Guest Speaker: Dr. Andrey Zakharchenko

Heart disease remains the leading cause of death worldwide. Heart valve disease is life-threatening in which heart valves do not function properly. Surgery is required to repair or replace the damaged valve for severe valve disease. Bioprosthetic heart valves are made from animal-derived materials, such as bovine pericardium (BP) or porcine heart valves, often work for many years in adults. However, when used in children, they tend to fail as early as one year from valve calcification and structural degeneration. Mechanical valves used as an alternative in pediatric patients necessitate taking blood-thinning medications for the rest of the patients life. New evidence from our group demonstrated that BHV failure is related to glycation, a non-enzymatic reaction of blood sugar with proteins accumulated within the valve. These processes result in an inflammatory response, collagen damage, and ultimately valve structural degeneration, reducing valves' functional lifespan.

We developed a novel valve modification strategy to prevent this process using biocompatible and non-immunogenic polymer polyoxazoline (POZ). POZ blocks the accumulation of serum proteins and stabilizes the inner collagen structure while the valve's fluid performance is unaffected. Additionally, POZ coating is highly stable under oxidative conditions, overperforming polyethylene glycol coating, often used in biomedical applications. POZ has the potential to mitigate protein-glycation SVD mechanisms, reduce inflammatory response, and markedly improve biocompatibility. As alternative to macromolecular approach, glycation inhibitor drugs [(Aminoguanidine (AG), Pyridoxamine (PYR), and N-Acetylcysteine (NAC))]  were studied to mitigate BP glycation in model studies, both in vitro and in vivo. In vitro studies demonstrated that these agents significantly inhibited  glycation in BP. However, after 28-day rat subdermal BP implantation in vivo, only PYR demonstrated significant inhibition of glycation, calcification, and serum albumin accumulation.
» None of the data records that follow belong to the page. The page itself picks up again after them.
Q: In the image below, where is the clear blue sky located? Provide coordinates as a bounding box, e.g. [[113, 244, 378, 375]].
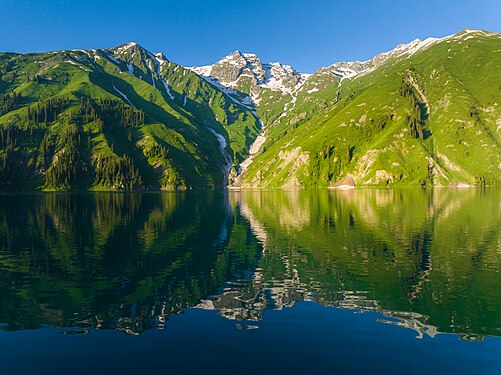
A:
[[0, 0, 501, 72]]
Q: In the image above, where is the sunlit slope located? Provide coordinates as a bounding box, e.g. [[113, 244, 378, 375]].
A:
[[237, 30, 501, 187], [0, 43, 259, 189]]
This study is the first to demonstrate the use of POZ or AGE inhibitors in mitigating BHV glycation. Thus, this work provides a rationale for investigating POZ and PYR as possible candidates for improving the durability and biocompatibility of clinically used BHV, providing the solution for this unmet clinical need.
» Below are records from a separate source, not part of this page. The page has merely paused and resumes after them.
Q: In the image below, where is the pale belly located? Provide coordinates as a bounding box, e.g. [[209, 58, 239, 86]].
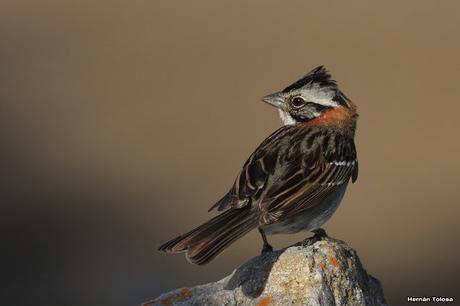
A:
[[262, 184, 348, 235]]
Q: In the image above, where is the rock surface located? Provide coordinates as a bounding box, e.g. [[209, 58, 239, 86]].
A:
[[143, 237, 386, 306]]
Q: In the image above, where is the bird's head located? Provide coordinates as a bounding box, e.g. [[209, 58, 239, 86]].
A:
[[262, 66, 357, 128]]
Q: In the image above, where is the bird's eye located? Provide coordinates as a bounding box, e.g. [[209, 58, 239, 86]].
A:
[[291, 97, 305, 107]]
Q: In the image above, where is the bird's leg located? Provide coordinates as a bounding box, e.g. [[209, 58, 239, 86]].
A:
[[257, 226, 273, 254]]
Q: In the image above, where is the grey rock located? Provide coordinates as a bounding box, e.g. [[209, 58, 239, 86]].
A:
[[143, 237, 387, 306]]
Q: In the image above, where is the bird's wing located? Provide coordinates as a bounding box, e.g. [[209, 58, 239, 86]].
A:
[[209, 125, 358, 224], [259, 133, 358, 224], [209, 126, 292, 211]]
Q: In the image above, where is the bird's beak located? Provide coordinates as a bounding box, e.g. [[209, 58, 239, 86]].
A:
[[262, 92, 284, 108]]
Dr. Andrey Zakharchenko is an instructor at The University of Pennsylvania. He specializes in bioprosthetic heart valve research and investigates the failure mechanisms of biomaterials used in these devices. His research interests are development of new biomaterials in medicine, novel therapies for heart valve disease, and nanomedicine. 

His work involves experiments design, synthetic materials synthesis and functionalization, in vitro cell models and in vivo testing using small animal models. He is actively involved in research manuscripts and grants preparation, patents development and supervision and training of junior lab members. 

Dr. Zakharchenko received his PhD in materials science from the University of Georgia in 2018. His work was focused on development of novel nanoparticles-based biomaterials for controlled delivery of bioactive molecules and drugs. He is a member of American Chemical Society (ACS), American Heart Association (AHA), and Biomedical Engineering Society (BMES).